Ketika Kiai Sepuh Nyantri
Mengembara
untuk mencari ilmu merupakan tradisi pesantren yang disebut dengan
santri kelana, yang menyusuri dari pesantren ke pesantren untuk
mendalami pengetahuan. Ternyata tradisi itu tidak hanya berlaku di
lingkungan santri. Para kiai sepuh juga melakukan hal demikian, seperti
Kiai Cholil Bangkalan, Kiai Dahlan Jampes, termasuk kiai Chozin dari
Sidoarjo Jawa Timur.
Kiai Chozin pemimpin pesantren Siwala Panji Sidoarjo, tempat bergurunya
para ulama, termasuk kaia hasyim Asy’ari pernah nyantri di sana di bawah
bimbingan Kiaia Chozin. Setelah itu Kiai Hasyim belajar ke Mekah selama
beberapa tahun, belajar pada ulama terkemuka di Haramain. Selama di
Mekah Kiai Hasyim menjalin hubungan dengan para ulama dan santri seluruh
dunia dan ulama Nusantara khususnya.
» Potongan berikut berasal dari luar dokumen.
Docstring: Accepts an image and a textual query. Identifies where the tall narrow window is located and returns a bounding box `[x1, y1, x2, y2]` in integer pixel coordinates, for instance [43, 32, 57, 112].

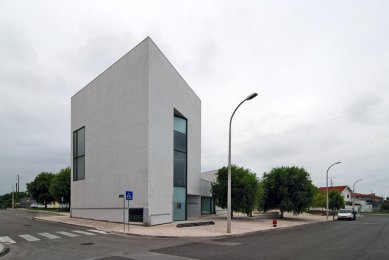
[173, 115, 187, 220]
[73, 127, 85, 181]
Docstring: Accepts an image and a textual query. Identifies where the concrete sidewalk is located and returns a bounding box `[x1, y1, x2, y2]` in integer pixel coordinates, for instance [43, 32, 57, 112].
[0, 243, 9, 256]
[35, 213, 332, 237]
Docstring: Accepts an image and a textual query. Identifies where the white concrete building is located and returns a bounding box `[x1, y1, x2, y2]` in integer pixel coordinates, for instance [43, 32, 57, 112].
[71, 38, 201, 225]
[319, 185, 352, 204]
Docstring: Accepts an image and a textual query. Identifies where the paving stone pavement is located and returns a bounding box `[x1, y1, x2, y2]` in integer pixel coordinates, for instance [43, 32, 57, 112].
[36, 213, 332, 237]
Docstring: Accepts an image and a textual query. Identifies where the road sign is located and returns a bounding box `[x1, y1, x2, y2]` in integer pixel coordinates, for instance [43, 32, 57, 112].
[126, 191, 134, 200]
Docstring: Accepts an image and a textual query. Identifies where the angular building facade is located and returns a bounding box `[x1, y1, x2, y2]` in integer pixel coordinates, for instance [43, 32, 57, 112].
[71, 38, 201, 225]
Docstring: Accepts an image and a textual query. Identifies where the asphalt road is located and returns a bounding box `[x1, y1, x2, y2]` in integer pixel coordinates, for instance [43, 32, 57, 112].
[0, 210, 197, 260]
[155, 215, 389, 260]
[0, 211, 389, 260]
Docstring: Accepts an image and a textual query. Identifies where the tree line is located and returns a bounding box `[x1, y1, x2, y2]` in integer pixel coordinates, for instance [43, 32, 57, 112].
[211, 165, 345, 218]
[0, 167, 71, 208]
[26, 167, 71, 208]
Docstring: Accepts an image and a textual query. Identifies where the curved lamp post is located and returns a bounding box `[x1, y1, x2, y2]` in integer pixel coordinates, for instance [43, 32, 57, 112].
[326, 162, 341, 220]
[227, 92, 258, 233]
[351, 179, 362, 211]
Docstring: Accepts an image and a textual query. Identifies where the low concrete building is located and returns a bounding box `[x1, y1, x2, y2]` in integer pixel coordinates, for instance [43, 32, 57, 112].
[71, 38, 201, 225]
[319, 185, 352, 204]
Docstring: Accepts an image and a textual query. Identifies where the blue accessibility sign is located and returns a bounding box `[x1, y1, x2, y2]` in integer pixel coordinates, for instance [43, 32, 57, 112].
[126, 191, 134, 200]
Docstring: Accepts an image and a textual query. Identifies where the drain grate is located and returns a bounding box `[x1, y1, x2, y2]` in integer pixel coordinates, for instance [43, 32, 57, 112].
[177, 221, 215, 228]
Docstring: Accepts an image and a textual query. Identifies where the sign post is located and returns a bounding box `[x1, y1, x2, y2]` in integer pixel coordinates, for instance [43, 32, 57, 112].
[126, 191, 134, 232]
[119, 194, 126, 233]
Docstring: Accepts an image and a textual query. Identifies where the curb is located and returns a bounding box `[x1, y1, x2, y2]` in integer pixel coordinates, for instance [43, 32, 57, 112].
[33, 217, 336, 239]
[0, 244, 9, 256]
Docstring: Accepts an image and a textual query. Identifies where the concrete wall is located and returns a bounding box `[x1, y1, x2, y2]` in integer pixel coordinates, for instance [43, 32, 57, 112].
[71, 38, 201, 225]
[71, 38, 148, 222]
[148, 39, 201, 224]
[342, 188, 352, 202]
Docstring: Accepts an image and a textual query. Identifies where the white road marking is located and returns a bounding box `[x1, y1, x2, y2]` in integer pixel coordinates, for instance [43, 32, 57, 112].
[57, 231, 78, 237]
[19, 234, 40, 242]
[73, 230, 96, 236]
[202, 240, 242, 246]
[88, 229, 108, 235]
[38, 233, 60, 239]
[0, 237, 16, 244]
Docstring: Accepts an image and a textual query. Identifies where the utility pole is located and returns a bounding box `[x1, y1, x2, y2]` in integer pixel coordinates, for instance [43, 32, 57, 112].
[15, 174, 20, 207]
[11, 182, 15, 209]
[14, 183, 18, 208]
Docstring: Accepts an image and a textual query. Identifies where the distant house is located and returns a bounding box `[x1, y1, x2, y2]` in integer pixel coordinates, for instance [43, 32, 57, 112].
[353, 193, 384, 211]
[319, 185, 353, 205]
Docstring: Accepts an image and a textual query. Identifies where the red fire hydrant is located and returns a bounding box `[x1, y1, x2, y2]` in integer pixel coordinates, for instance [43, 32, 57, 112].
[273, 219, 277, 227]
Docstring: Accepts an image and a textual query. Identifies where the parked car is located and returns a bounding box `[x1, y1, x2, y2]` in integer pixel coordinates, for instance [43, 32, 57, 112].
[338, 209, 355, 220]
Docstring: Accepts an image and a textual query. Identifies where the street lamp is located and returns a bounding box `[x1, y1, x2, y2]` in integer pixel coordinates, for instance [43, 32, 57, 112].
[326, 162, 341, 220]
[351, 179, 362, 212]
[227, 92, 258, 233]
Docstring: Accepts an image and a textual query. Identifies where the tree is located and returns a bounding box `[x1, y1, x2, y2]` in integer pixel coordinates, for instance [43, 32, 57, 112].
[49, 167, 70, 208]
[26, 172, 54, 208]
[263, 166, 314, 218]
[211, 165, 259, 217]
[328, 190, 344, 211]
[381, 200, 389, 211]
[312, 188, 327, 210]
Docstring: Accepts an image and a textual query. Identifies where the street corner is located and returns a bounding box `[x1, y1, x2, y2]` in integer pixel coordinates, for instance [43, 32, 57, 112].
[0, 243, 9, 257]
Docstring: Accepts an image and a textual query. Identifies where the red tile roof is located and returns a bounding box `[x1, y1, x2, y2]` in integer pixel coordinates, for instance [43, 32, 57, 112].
[319, 186, 347, 192]
[353, 193, 383, 200]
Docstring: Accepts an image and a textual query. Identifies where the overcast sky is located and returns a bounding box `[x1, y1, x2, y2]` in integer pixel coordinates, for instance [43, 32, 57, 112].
[0, 0, 389, 197]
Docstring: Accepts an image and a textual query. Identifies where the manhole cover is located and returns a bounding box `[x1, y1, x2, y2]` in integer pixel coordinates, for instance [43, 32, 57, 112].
[95, 256, 133, 260]
[80, 243, 94, 246]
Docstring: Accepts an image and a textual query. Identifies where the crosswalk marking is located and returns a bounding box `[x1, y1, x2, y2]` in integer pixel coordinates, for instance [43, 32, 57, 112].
[0, 237, 16, 244]
[73, 230, 96, 236]
[38, 233, 60, 239]
[19, 234, 40, 242]
[88, 229, 108, 235]
[0, 229, 104, 245]
[57, 231, 78, 237]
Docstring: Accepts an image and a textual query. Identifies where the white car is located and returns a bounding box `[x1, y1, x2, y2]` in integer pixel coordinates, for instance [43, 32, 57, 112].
[338, 209, 355, 220]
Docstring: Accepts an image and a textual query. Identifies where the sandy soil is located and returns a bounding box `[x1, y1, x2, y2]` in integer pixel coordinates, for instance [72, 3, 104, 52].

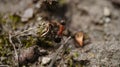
[0, 0, 120, 67]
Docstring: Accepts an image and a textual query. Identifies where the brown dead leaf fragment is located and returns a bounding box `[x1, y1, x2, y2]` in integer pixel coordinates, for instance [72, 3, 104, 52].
[75, 32, 84, 47]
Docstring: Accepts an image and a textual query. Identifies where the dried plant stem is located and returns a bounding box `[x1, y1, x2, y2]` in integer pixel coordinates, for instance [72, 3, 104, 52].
[9, 33, 19, 64]
[48, 36, 71, 67]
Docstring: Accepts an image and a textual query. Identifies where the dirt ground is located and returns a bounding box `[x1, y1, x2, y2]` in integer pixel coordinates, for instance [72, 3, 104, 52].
[0, 0, 120, 67]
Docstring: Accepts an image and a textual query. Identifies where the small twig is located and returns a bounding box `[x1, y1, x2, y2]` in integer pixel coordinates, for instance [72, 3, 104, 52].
[9, 33, 18, 63]
[48, 36, 71, 67]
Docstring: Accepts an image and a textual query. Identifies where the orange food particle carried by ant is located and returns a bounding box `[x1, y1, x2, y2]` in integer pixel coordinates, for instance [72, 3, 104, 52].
[75, 32, 84, 47]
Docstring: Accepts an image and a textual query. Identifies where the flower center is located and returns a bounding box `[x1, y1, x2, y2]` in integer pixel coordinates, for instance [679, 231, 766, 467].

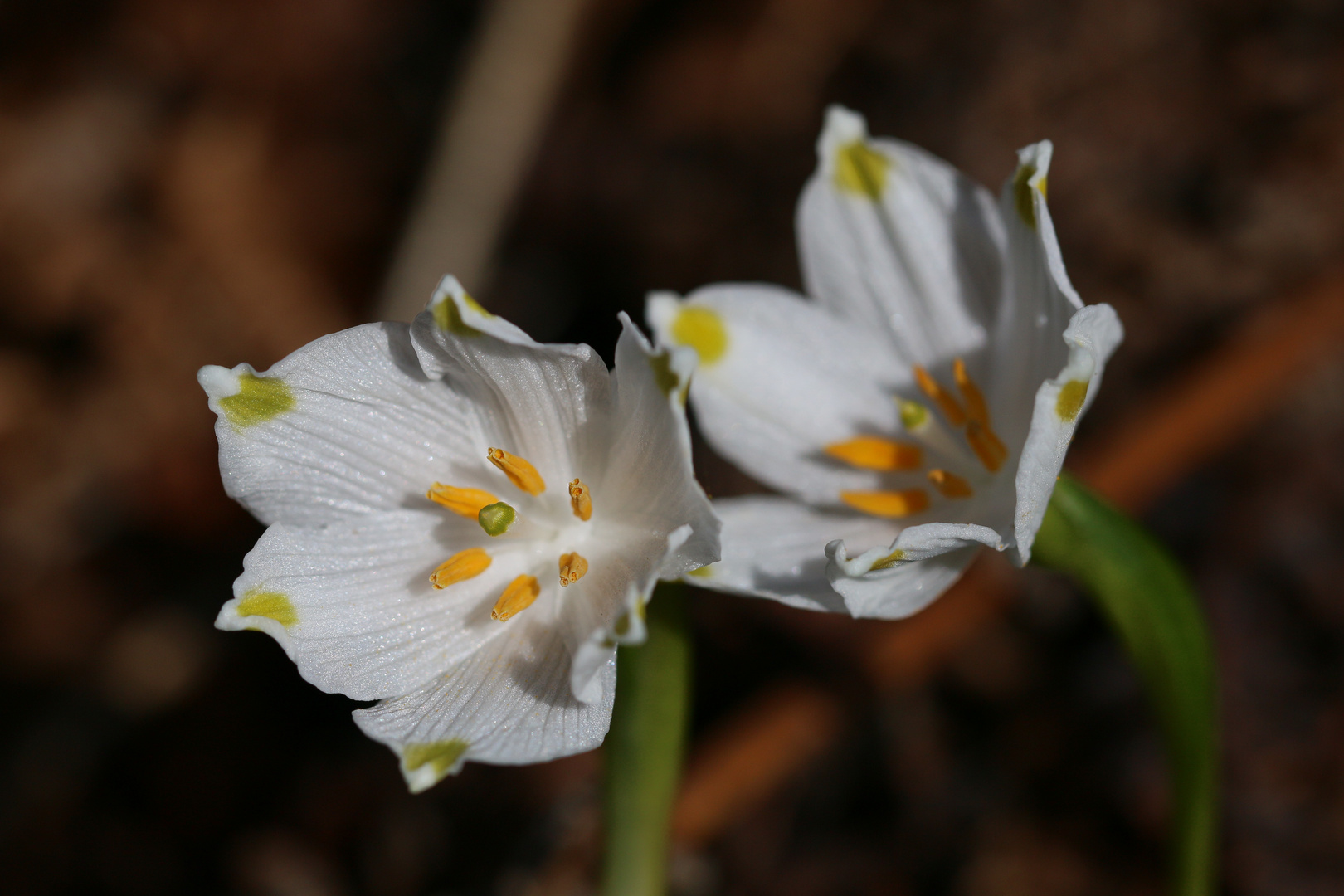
[426, 447, 592, 622]
[822, 358, 1008, 519]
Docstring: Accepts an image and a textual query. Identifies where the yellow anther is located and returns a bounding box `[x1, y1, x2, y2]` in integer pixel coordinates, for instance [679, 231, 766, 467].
[485, 449, 546, 494]
[429, 548, 490, 588]
[570, 480, 592, 523]
[914, 364, 967, 426]
[561, 551, 587, 588]
[425, 482, 499, 520]
[928, 470, 975, 499]
[840, 489, 928, 519]
[952, 358, 989, 427]
[822, 436, 923, 473]
[967, 421, 1008, 473]
[490, 575, 542, 622]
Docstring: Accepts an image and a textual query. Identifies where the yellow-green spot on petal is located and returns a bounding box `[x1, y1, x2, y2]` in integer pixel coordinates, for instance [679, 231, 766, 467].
[899, 399, 928, 431]
[475, 501, 518, 538]
[649, 352, 681, 395]
[872, 548, 906, 570]
[402, 738, 472, 778]
[219, 373, 295, 430]
[1055, 380, 1088, 423]
[672, 305, 728, 365]
[234, 588, 299, 629]
[431, 293, 494, 336]
[836, 139, 891, 202]
[1012, 164, 1045, 230]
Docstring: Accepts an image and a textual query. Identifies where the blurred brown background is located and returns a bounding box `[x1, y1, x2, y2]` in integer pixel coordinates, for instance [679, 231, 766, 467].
[0, 0, 1344, 896]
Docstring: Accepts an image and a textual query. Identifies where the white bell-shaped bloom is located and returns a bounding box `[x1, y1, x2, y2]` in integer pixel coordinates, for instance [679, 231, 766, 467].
[199, 277, 719, 790]
[646, 108, 1123, 618]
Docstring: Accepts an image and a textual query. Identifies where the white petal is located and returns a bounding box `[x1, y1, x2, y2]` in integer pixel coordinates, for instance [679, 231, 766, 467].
[197, 324, 483, 525]
[559, 523, 693, 703]
[826, 523, 1004, 619]
[986, 139, 1083, 445]
[215, 510, 543, 700]
[605, 318, 719, 577]
[826, 539, 992, 619]
[355, 612, 616, 791]
[411, 277, 610, 516]
[1013, 305, 1125, 566]
[797, 106, 1004, 365]
[683, 495, 900, 612]
[646, 285, 908, 504]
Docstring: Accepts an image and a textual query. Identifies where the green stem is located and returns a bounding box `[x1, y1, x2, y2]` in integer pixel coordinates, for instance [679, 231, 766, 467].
[1032, 475, 1218, 896]
[602, 582, 691, 896]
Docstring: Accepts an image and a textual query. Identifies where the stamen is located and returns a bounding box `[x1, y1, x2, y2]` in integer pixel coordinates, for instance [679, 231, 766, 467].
[425, 482, 499, 519]
[475, 501, 518, 538]
[952, 358, 989, 429]
[570, 480, 592, 523]
[914, 364, 967, 426]
[928, 470, 975, 499]
[561, 551, 587, 588]
[967, 421, 1008, 473]
[490, 575, 542, 622]
[429, 548, 490, 588]
[840, 489, 928, 519]
[485, 449, 546, 494]
[822, 436, 923, 473]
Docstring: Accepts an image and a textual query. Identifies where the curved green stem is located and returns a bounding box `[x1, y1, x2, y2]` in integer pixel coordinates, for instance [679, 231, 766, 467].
[602, 583, 691, 896]
[1032, 475, 1218, 896]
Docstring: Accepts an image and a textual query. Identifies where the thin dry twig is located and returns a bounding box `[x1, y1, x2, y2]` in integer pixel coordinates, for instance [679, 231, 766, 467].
[375, 0, 587, 319]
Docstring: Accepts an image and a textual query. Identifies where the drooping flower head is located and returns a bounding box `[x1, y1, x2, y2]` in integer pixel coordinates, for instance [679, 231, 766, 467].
[199, 277, 719, 790]
[646, 108, 1123, 618]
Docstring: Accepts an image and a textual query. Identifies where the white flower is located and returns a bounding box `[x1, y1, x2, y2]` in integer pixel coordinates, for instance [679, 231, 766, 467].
[199, 277, 719, 790]
[648, 108, 1122, 618]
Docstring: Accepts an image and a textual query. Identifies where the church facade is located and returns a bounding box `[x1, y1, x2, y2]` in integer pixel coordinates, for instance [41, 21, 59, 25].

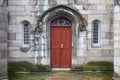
[0, 0, 120, 78]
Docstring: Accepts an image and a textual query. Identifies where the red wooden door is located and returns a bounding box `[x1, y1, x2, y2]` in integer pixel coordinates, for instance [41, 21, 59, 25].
[51, 18, 71, 68]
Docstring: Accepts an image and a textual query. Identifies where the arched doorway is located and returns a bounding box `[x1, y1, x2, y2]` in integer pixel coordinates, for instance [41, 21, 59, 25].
[50, 18, 72, 68]
[35, 5, 85, 68]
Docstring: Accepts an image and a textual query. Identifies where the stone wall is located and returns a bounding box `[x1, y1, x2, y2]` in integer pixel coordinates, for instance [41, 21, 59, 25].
[114, 5, 120, 76]
[39, 0, 114, 65]
[8, 0, 38, 63]
[0, 0, 8, 79]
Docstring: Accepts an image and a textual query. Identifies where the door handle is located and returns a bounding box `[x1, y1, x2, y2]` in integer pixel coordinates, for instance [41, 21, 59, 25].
[61, 44, 63, 48]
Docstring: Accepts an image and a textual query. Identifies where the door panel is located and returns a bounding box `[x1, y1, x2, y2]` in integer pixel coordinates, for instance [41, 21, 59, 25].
[50, 26, 71, 68]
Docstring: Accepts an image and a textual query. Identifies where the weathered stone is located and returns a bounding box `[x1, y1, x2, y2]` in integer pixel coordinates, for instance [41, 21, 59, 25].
[8, 33, 16, 40]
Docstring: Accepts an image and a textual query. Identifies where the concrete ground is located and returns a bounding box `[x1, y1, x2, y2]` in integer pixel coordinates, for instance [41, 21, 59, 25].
[9, 72, 113, 80]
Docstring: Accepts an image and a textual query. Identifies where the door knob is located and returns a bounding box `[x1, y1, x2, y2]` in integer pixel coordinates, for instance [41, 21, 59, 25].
[61, 44, 63, 48]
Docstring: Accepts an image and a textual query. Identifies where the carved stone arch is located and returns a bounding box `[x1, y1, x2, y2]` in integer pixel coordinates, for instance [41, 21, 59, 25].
[35, 5, 87, 67]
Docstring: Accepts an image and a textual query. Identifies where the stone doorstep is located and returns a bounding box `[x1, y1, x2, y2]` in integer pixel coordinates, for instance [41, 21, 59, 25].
[51, 68, 71, 71]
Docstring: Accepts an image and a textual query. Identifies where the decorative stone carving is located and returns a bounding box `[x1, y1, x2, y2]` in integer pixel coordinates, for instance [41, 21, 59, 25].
[49, 0, 57, 5]
[74, 0, 83, 4]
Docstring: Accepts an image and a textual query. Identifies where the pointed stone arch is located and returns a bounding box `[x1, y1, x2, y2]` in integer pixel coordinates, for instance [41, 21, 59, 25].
[37, 5, 87, 67]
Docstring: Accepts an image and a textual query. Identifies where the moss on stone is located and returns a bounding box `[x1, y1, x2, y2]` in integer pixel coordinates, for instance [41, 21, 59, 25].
[8, 62, 49, 72]
[75, 61, 113, 71]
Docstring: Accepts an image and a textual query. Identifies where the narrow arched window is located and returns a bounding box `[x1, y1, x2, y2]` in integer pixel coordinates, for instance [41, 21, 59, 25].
[92, 20, 100, 46]
[22, 21, 30, 45]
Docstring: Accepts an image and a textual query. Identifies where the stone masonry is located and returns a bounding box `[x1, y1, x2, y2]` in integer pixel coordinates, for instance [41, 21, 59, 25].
[0, 0, 8, 77]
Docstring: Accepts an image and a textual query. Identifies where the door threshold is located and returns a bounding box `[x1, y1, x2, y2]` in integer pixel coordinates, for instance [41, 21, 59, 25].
[52, 68, 71, 71]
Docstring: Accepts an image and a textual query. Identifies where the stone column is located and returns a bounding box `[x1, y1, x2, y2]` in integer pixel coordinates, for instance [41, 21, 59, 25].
[0, 0, 8, 80]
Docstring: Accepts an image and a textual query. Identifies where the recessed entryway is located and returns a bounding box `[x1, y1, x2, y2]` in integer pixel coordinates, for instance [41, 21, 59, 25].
[50, 18, 71, 68]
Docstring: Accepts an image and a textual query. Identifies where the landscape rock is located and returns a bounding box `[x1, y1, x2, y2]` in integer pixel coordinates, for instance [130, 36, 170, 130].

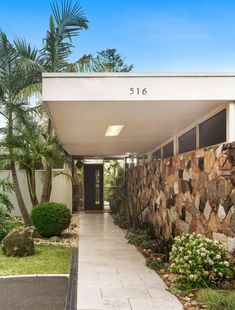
[2, 227, 34, 257]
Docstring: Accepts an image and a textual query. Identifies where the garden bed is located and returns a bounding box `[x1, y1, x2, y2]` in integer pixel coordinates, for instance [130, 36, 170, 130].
[114, 217, 235, 310]
[0, 245, 72, 276]
[34, 213, 79, 248]
[0, 214, 79, 276]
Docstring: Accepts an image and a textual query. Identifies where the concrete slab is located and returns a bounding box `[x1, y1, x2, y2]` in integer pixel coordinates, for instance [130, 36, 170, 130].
[77, 213, 183, 310]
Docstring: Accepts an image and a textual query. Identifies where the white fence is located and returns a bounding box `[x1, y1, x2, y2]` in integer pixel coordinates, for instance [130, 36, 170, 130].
[0, 169, 72, 216]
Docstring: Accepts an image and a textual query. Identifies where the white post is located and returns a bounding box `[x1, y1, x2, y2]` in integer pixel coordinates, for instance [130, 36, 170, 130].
[226, 102, 235, 142]
[147, 152, 153, 163]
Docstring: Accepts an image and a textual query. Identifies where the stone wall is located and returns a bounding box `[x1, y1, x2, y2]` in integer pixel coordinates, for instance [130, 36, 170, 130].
[126, 143, 235, 252]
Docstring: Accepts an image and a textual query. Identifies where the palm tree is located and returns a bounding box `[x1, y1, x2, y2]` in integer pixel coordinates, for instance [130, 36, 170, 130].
[11, 0, 89, 203]
[0, 31, 38, 225]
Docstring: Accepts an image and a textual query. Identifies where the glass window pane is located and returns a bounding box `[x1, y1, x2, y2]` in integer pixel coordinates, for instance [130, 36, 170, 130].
[163, 141, 174, 158]
[199, 110, 226, 148]
[178, 128, 196, 153]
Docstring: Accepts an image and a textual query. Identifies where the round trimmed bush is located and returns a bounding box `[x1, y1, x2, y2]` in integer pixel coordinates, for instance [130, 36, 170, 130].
[31, 202, 71, 237]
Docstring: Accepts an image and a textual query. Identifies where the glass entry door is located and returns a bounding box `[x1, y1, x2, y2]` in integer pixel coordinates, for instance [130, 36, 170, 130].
[84, 164, 104, 211]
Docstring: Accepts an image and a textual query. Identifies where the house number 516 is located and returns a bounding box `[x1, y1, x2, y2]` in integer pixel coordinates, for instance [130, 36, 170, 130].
[130, 87, 148, 96]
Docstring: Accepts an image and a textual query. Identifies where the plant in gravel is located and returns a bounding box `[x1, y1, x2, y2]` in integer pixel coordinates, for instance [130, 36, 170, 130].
[112, 212, 128, 229]
[146, 257, 164, 270]
[31, 202, 71, 237]
[126, 229, 150, 246]
[169, 233, 234, 288]
[0, 214, 14, 241]
[196, 289, 235, 310]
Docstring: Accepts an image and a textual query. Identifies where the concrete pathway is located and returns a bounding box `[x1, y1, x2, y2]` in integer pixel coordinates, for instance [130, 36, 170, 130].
[78, 214, 183, 310]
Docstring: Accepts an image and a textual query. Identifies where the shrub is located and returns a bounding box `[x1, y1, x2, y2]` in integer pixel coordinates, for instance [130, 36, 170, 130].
[146, 257, 164, 270]
[31, 202, 71, 237]
[197, 289, 235, 310]
[126, 229, 150, 246]
[112, 212, 128, 229]
[0, 215, 14, 241]
[170, 233, 233, 288]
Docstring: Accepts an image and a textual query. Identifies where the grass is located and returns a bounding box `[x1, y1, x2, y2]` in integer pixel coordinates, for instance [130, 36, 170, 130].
[197, 289, 235, 310]
[0, 245, 71, 275]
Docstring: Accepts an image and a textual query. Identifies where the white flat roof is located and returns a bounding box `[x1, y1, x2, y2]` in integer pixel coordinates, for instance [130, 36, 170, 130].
[43, 73, 235, 157]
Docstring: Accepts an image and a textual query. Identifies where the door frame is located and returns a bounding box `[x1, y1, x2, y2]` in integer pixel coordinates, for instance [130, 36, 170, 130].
[83, 163, 104, 211]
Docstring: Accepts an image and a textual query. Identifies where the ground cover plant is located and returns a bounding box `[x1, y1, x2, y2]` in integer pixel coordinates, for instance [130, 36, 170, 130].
[196, 289, 235, 310]
[0, 245, 71, 275]
[170, 233, 234, 288]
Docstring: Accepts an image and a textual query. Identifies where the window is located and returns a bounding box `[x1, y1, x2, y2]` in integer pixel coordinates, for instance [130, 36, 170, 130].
[163, 141, 174, 158]
[199, 110, 226, 148]
[178, 128, 197, 153]
[153, 149, 162, 160]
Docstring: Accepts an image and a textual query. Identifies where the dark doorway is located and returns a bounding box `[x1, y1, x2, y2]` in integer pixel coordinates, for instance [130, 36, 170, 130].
[84, 164, 104, 211]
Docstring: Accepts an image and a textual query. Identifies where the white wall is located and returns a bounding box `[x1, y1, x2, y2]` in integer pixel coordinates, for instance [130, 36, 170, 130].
[0, 169, 72, 216]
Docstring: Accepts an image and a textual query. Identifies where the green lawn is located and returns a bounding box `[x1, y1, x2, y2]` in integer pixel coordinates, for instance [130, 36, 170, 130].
[0, 245, 72, 275]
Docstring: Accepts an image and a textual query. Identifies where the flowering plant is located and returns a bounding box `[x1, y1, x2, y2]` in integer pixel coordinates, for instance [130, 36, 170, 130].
[169, 233, 233, 287]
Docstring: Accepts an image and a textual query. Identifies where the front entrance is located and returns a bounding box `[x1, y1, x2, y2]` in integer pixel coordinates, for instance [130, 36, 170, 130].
[84, 164, 104, 211]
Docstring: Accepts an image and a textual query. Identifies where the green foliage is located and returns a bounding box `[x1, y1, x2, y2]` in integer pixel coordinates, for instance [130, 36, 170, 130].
[113, 212, 128, 229]
[96, 48, 133, 72]
[170, 233, 233, 288]
[146, 257, 164, 270]
[31, 202, 71, 237]
[0, 245, 71, 276]
[126, 229, 150, 246]
[196, 289, 235, 310]
[104, 160, 123, 201]
[0, 215, 14, 241]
Karena itu sepulang dari Mekah
Kiai Hasyim tetap menjadi pimpinan dan selalu menjadi rujukan para
ulama Nusantara karena kealiman dan kharismanya.
Apalagi setelah mendirikan Jam’iyah Nahdlatul Ulama tahun 1926
popularitas Kiai ini semakin membesar, tidak hanya luasnya pengaruh,
tetapi kedalaman keilmuannya. Mendengar kemasyhuran Kiai Hasyim itu
tampaknya gurunya yaitu Kiai Chozin penasaran ingin memperoleh
pengetahuan dari bekas santrinya itu, sehingga pada suatu bulan Romadlon
tahun 1933. Kiai sepuh itu berangkat ke Pesantren Tebuireng untuk
mengaji di sana.
Tentu saja kiai Hasyim Asy’ari merasa tidak enak, kiai sepuh dan guru
yang sagnat dihormati itu mengikuti pengajiannya, sehingga memintanya
sang kiai tidak ikut penajian karena beliau adalah gurunya yang lebih
alim. Sementara pengajian hanya untuk para santri. Tetapi dengan tenang
Kia Chozin menjawab, “Memang dulu saya guru sampeyan, tetapi sekarang
sampeyan yang menjadi guru saya.” Mendengar jawaban itu kiai Hasyim
tidak berkutik karena ini menyangkut sabda sang guru yang harus ditaati.
Kiai Chozin kemudian ditempatkan di kamar tersendiri, tidak bersama
dengan santri lainnya. Tetapi hal itu menjadikan Kiai Chozin kurang
senang dan minta ditempatkan dalam kamar bersama santri lainnya.
Rupanaya kiai Hasyim tidak kehabisan akal untuk menghoirmati gurunya.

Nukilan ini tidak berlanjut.